The White-shafted Ternlet.
Sterna sinensis, Gm. Syst. Nat. i, p. 608 (1788); Hume, S. F. v, p. 325; id. Cat. no. 988 bis: Legge, Birds Ceyl. p. 1019; Parker, S. F. ix, p. 490 ; Oates, B. B. ii, p. 430; Oates in Hume's N. & E 2nd ed. iii, p. 312, partim ; Saunders, Cat. B. M. xxv, p. 113. ternula sinensis, Holdsworth, P. Z. S. 1872, p. 481; Legge, S. F. iii, p. 377; iv,p. 246. Sternula minuta, apud Oates, S. F. iii, p. 349 ; Wardl.-Rams. Ibis, 1877, p. 472.
Coloration. A broad arrowhead-shaped white patch on the forehead, the posterior angles running back above the eyes ; crown, nape, and broad loral band from crown to base of culmen black, including the orbit, and extending above but not beneath it, and separated beneath by a narrow white stripe from the upper mandible ; back, rump, and wings pale pearl-grey; shafts of all primaries white ; outer web of outer primary and inner web near the shaft dark grey or blackish, both primaries and secondaries with much of the inner web white, and the outer web of the secondaries near the end also bordered with white ; upper tail-coverts and tail, with the whole of the lower parts and the cheeks, white.
In winter the white forehead is broader and the tail shorter.
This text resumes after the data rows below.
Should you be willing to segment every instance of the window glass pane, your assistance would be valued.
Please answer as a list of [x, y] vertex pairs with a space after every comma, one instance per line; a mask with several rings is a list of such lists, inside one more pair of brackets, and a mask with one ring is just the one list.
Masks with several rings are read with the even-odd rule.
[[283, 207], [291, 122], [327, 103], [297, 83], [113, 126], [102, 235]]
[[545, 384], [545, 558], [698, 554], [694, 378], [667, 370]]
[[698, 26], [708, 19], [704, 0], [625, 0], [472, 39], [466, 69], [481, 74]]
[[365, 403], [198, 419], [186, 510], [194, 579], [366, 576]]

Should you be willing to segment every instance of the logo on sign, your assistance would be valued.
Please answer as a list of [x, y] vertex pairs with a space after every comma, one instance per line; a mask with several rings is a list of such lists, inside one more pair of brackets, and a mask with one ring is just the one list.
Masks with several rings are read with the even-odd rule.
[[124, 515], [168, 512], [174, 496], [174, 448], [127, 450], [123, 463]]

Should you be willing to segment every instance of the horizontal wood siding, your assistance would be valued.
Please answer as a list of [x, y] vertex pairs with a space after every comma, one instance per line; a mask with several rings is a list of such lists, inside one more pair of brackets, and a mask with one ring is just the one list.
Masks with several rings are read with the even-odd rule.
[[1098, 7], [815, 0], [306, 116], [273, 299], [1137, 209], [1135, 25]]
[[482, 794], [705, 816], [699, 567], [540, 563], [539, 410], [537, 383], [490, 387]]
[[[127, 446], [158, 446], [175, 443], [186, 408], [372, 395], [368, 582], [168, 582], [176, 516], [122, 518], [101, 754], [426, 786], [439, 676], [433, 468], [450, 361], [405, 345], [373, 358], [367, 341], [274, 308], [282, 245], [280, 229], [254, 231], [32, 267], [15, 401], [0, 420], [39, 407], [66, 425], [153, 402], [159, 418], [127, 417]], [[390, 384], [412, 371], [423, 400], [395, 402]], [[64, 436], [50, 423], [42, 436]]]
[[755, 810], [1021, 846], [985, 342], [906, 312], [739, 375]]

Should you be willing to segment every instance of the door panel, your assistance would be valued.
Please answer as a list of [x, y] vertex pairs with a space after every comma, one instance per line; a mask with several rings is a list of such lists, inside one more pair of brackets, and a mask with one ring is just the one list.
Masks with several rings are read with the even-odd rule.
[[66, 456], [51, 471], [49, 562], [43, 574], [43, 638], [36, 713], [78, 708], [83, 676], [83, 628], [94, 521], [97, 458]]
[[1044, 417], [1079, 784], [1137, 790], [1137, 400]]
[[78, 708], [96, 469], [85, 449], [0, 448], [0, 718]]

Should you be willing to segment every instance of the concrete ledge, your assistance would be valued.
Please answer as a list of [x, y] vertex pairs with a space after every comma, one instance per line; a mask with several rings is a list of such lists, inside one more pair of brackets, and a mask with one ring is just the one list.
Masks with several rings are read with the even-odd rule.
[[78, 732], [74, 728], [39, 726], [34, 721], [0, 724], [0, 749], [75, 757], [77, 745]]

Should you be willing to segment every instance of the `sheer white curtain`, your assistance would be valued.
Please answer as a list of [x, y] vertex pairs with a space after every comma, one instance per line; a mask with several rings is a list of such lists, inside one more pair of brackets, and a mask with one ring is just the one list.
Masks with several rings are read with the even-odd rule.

Young birds have the crown greyish, lores mostly white, primaries dark grey, the shaft of 1st primary white, of others brownish, tail-feathers greyish. In very young birds the back-feathers, scapulars, and tertiaries are brown, with buffy-white borders and centres, the crown mixed white and black, the nape blackish with white edges.
Bill in summer yellow, broadly tipped with black; in winter dark brown ; irides brown ; legs and feet orange-yellow in summer, reddish brown in winter (Oates).
Length 10 ; tail 3.5 to 5.5, depth of fork 1.75 to 3.4 ; wing 7 ; tarsus .65 ; bill from gape 1.7.
Distribution. Ceylon, Burma, probably the east coast of India, and throughout South-eastern Asia and its islands to Japan in one direction, and Australia in another.
Habits, &c. The habits of the three small Terns found in India are similar. They are found on large rivers and tidal estuaries, on salt lagoons, and sometimes on the open coast, feeding chiefly on fish. They breed on sandbanks in rivers and on the coast, in March and April in Pegu, and from June to August in Ceylon, and lay two or three eggs, varying in colour from pale drab to brownish buff, broadly spotted and streaked, and measuring about 1.24 by .94.